Legal experts: President cannot change the date of the election
WASHINGTON — President Donald Trump might have floated the idea on Twitter of delaying the presidential election in a tweet Thursday morning, but a president doesn’t have the authority to change the date of the presidential election on his own, legal experts say.
Punctuating his tweet with three question marks, Trump appears to be more raising an issue that will wrest attention away from Thursday morning’s bad economic numbers than announcing what he wants to do with the election timing.
“With Universal MailIn Voting (not Absentee Voting, which is good), 2020 will be the most INACCURATE & FRAUDULENT Election in history. It will be a great embarrassment to the USA. Delay the Election until people can properly, securely and safely vote???” Trump tweeted.
But election law experts say there’s already a clear answer.
The executive branch is basically the only part of government that doesn’t have the authority to change the date of the presidential election on its own, legal experts say.
The Constitution gives Congress the power to determine when presidential electors are chosen, and a federal law says that will be “the Tuesday after the first Monday in November.”
While Congress could
change the date, the Constitution limits the president’s term to four years and ends it at noon on Jan. 20. And that is about as clear cut a rule as there is in the document that established America’s government.
“So, at most, if you got Congress on board, you could delay it a few weeks. And that’s all you get,” Derek Muller, a law professor at the University of Iowa who focuses on election law, said.
Trump would no longer be president at that Jan. 20 date if there were no election, something that federal courts could enforce. Even a drastic step like declaring martial law or something similar would not override the Constitution, said Josh Douglas, an election law professor at the University of Kentucky.
There’s some legal debate about who then would become acting president if there were no presidential or congressional elections — potentially the longestserving member of the Senate, Muller said.
“I think it’s very easy to say who is not.
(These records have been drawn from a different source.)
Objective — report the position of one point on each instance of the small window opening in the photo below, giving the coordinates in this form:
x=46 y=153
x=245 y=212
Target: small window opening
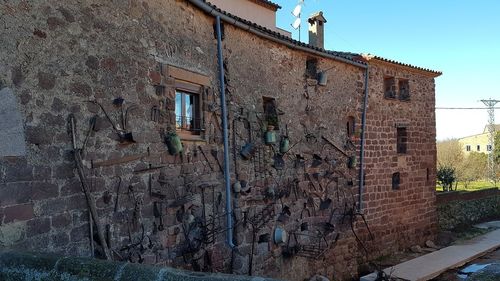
x=396 y=181
x=311 y=68
x=404 y=90
x=187 y=112
x=271 y=112
x=389 y=88
x=402 y=140
x=350 y=126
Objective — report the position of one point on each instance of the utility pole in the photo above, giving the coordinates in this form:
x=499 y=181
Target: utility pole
x=491 y=136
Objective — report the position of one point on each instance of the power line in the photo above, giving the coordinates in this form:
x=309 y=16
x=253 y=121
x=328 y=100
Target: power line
x=491 y=136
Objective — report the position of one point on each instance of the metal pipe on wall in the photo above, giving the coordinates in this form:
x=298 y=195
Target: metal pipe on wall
x=227 y=176
x=201 y=4
x=362 y=148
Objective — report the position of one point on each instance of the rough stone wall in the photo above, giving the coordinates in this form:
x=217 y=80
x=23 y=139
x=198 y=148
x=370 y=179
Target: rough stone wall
x=405 y=216
x=459 y=210
x=56 y=58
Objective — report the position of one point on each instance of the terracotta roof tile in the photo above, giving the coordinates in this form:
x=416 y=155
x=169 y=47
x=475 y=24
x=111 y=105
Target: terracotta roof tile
x=355 y=57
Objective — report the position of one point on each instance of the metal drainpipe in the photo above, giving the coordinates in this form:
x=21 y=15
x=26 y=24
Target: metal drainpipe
x=201 y=4
x=227 y=178
x=362 y=149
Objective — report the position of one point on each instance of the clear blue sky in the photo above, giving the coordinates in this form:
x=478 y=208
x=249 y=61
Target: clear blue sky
x=461 y=38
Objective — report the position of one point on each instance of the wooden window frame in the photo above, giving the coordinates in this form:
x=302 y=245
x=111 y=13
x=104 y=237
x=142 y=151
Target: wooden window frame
x=190 y=83
x=390 y=87
x=401 y=140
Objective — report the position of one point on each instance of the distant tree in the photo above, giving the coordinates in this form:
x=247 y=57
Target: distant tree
x=473 y=168
x=450 y=155
x=446 y=177
x=496 y=150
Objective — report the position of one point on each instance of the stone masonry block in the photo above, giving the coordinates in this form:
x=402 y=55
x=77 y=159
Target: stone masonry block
x=21 y=212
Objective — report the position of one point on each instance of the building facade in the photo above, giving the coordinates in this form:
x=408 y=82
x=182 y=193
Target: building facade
x=113 y=116
x=477 y=143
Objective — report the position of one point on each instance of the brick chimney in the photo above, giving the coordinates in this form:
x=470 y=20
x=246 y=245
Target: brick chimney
x=316 y=30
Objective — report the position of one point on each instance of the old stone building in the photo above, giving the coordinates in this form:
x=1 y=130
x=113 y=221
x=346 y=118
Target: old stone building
x=115 y=107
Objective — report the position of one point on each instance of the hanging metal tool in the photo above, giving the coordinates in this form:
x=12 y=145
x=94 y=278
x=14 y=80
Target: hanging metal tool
x=88 y=196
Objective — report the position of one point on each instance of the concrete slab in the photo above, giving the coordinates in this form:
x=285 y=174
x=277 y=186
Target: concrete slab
x=488 y=225
x=431 y=265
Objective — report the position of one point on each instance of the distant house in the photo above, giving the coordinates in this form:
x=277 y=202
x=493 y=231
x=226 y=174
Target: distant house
x=477 y=143
x=335 y=149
It would not be either Donald Trump, or Mike Pence, at that point,” Muller said.
The National Task Force on Election Crises, a cross-partisan group of more than 40 experts in election law and voting rights, also says the Constitution is explicit in ending the president’s term.
“Accordingly, all steps in the election — including voting, recounts, legal contests and importantly, the meeting of the Electoral College — must be concluded in time for the newly elected or reelected president to be sworn into office on January 20, 2021,” the task force wrote in a recent election guide.
The federal law that sets the date of the election also allows state legislatures to change the date because of an unexpected emergency, Michael Morely, a Florida State University law professor who specializes in election law, wrote in a 22-page research essay on the topic in June.
And courts can move the date to avoid violations of constitutional rights, but are cautious about doing so and would only do so in a limited way, Morely wrote.
Neither the Constitution nor any statute passed by Congress gives the president the authority to cancel or postpone an election, even in an emergency, the election crisis task force wrote.
The power Congress has delegated to the president in emergencies, even public health emergencies, is limited. The limits of that power are seen now in how state governors have been the ones to order public health responses in each of their states to the coronavirus outbreaks.
“The general power to order or enact measures to protect the health, safety and welfare of the people is vested primarily in state governments,” the task force wrote.
That, in the end, leaves only the president who can’t do anything to delay the election.